Last week, we looked at how big organizations need to adopt an engineering mindset and learn to think and act with the speed and agility of digital natives. A key challenge for leaders who want to adopt this approach is to create the right culture within their teams in order to foster autonomy and shared consciousness.
Here are five qualities of successful engineering teams observed across a wide variety of organizations:
1. Innovate and experiment
Teams don’t always have to stick to the plan. Yesterday’s engineering solutions are history with how quickly digital is moving. The ability of smaller organizations to move from concept to product in a matter of weeks has changed the game. Innovation must be at the heart of the team’s mission. Not as a one off, but all the time.
2. Don’t ignore a changing environment
Respond rapidly. The future is becoming harder to predict and control, so responsiveness and agility is now paramount. Market conditions are changing constantly, and teams must be prepared to operate in an environment of continuous disruption, monitoring developments closely and repositioning as required.

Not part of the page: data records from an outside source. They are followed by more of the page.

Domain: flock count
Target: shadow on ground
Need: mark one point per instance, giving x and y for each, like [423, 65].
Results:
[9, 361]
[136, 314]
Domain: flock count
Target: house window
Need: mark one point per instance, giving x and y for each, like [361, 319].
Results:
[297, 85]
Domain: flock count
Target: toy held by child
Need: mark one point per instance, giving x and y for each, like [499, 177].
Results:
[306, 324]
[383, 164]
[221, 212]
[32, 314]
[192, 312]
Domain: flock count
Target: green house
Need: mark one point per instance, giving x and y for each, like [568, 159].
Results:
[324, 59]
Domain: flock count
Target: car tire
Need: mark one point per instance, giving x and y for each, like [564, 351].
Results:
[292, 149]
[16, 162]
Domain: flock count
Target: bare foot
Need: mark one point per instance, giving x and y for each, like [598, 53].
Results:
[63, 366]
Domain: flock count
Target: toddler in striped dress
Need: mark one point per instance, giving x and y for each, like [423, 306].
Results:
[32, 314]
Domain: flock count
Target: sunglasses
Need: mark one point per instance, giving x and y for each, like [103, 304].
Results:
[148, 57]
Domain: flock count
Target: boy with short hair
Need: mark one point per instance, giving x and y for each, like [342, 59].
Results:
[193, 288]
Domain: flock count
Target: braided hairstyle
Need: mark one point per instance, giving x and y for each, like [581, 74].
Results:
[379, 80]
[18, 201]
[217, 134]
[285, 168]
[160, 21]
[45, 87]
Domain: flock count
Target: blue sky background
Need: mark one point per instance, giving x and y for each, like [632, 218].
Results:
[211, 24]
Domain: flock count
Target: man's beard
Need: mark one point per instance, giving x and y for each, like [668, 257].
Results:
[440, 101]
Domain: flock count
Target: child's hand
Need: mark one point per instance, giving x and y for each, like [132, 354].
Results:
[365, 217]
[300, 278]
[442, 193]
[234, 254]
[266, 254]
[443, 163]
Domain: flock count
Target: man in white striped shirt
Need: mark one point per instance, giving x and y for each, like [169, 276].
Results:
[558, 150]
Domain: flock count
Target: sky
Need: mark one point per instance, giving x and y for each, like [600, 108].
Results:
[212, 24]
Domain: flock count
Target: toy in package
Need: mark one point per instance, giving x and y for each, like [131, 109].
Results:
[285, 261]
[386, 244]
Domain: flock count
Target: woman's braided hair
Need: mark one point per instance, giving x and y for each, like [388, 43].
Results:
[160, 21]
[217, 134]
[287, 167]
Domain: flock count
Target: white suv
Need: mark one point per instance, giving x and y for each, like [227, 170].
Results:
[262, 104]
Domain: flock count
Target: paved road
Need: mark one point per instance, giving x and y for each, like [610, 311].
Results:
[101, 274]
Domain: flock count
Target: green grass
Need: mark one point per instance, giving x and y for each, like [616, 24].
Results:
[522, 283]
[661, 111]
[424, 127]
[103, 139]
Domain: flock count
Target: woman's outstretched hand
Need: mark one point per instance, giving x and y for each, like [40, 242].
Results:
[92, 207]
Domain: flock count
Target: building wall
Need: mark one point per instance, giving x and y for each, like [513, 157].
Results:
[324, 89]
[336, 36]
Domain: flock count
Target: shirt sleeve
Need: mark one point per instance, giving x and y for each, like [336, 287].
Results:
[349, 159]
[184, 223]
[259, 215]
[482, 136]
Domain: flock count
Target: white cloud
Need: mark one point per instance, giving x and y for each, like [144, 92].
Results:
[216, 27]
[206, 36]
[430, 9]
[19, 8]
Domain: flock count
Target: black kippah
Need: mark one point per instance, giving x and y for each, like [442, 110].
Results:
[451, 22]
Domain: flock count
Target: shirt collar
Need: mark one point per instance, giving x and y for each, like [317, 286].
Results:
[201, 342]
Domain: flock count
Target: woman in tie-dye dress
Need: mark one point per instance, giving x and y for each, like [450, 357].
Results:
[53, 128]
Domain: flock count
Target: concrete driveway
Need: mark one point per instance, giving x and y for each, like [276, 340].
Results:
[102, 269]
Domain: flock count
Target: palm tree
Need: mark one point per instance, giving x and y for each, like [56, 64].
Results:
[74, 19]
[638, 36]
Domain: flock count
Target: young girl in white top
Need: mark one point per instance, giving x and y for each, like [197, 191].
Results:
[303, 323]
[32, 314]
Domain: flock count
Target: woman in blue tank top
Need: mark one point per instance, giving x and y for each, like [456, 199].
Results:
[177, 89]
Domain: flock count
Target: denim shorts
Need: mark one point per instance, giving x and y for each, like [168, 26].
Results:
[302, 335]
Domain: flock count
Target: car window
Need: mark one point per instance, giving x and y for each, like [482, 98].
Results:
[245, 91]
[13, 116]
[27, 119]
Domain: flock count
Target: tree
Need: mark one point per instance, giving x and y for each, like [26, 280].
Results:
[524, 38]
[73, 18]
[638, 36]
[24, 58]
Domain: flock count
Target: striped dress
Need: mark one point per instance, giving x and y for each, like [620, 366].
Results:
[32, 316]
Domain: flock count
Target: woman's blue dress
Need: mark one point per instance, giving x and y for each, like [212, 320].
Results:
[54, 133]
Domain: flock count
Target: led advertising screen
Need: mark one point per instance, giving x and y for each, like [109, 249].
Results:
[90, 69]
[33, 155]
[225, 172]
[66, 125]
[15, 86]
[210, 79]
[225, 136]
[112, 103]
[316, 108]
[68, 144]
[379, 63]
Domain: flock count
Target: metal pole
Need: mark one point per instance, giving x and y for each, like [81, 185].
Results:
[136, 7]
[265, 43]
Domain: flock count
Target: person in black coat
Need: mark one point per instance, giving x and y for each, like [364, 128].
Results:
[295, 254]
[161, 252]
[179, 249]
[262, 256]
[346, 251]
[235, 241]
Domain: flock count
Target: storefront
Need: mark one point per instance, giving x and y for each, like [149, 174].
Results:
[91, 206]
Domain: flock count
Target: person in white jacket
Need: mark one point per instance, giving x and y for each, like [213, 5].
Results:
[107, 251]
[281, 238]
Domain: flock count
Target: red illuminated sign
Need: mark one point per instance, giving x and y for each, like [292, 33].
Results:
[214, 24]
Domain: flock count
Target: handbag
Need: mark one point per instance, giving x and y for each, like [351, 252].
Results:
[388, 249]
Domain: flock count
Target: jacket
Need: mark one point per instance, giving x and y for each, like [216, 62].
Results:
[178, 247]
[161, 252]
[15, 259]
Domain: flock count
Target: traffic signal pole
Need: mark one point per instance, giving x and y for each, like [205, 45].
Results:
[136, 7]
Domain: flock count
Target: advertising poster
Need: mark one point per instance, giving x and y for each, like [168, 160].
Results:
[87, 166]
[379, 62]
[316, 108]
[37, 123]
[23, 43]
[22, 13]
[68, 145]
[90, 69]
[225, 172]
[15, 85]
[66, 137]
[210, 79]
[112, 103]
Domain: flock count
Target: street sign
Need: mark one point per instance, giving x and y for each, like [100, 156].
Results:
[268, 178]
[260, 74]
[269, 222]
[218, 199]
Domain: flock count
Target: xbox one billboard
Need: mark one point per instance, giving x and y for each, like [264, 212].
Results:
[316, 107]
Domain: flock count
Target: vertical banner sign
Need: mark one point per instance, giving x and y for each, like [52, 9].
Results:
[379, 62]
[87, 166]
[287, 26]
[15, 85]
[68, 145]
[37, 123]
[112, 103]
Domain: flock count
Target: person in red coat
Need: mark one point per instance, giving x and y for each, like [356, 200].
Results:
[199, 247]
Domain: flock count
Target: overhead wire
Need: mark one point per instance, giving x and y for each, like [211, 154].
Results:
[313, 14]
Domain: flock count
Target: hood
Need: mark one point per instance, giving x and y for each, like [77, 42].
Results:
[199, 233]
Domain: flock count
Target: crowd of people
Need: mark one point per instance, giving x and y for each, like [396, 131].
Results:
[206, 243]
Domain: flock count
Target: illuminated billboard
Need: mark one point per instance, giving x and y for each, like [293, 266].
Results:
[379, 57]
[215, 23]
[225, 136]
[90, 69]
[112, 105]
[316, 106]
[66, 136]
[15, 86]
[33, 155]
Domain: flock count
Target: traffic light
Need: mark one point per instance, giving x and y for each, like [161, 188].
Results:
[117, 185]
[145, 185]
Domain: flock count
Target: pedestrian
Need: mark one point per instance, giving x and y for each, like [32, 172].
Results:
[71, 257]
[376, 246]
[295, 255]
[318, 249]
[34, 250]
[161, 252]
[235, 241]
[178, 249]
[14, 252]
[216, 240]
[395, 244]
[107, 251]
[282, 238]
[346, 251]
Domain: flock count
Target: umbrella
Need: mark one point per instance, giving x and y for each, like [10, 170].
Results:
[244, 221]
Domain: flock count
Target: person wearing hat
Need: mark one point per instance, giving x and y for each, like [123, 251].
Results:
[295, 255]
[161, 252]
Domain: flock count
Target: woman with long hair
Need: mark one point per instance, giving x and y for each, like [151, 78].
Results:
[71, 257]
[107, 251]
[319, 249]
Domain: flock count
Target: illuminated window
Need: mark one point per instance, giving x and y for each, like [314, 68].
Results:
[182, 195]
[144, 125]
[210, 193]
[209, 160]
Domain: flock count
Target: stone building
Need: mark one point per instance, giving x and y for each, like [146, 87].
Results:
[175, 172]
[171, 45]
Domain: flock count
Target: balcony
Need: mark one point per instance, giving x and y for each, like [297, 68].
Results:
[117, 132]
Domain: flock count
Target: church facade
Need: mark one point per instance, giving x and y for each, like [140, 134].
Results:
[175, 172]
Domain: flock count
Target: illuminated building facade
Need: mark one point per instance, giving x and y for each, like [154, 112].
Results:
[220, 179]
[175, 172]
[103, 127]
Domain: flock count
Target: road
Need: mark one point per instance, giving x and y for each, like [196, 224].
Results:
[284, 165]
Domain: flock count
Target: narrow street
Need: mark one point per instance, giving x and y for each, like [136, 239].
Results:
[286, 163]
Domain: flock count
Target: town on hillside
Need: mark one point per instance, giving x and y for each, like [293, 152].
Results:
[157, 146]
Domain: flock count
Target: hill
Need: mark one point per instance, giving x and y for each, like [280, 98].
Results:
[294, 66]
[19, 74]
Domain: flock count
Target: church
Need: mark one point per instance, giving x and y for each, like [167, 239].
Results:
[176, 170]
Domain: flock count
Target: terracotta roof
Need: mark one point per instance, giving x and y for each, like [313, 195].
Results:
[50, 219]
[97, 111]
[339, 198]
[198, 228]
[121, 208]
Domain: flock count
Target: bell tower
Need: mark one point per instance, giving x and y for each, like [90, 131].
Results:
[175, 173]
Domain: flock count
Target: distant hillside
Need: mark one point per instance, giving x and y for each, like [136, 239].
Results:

3. Let customers lead you, not IT
Customer expectations are rising constantly. As customers become more digitally savvy—so must you. Customers are looking for the best digital experience, regardless of sector or market. They will constantly compare you to the best they’ve experienced and judge you accordingly. That’s why the test-and-learn methodology is critical. Don’t refine until perfect—launch quickly and use user feedback to inform engineering and optimization, which should then be tested again and further optimized.
4. Break out of your silos and learn to collaborate
Share across teams, share within guilds. The agile-at-scale enterprise start-up approach is based on constant experimentation and individual autonomy, backed by the sharing of ideas and innovations so that everyone can align with best practices and continual optimization. This works within and between engineering teams, as well as across guilds of agile coaches, business analysts and champions that are placed at the heart of each enterprise start-up team.
5. Seek common goals and autonomy
Only a strong engineering culture can power through chaos and disruption. Creating a cohesive team culture that prizes experimentation and individual autonomy as well as sharing of knowledge and a drive towards common goals is the key to success. Balance team effort and “playful competition” between individuals to foster an environment of continuous, incremental improvement.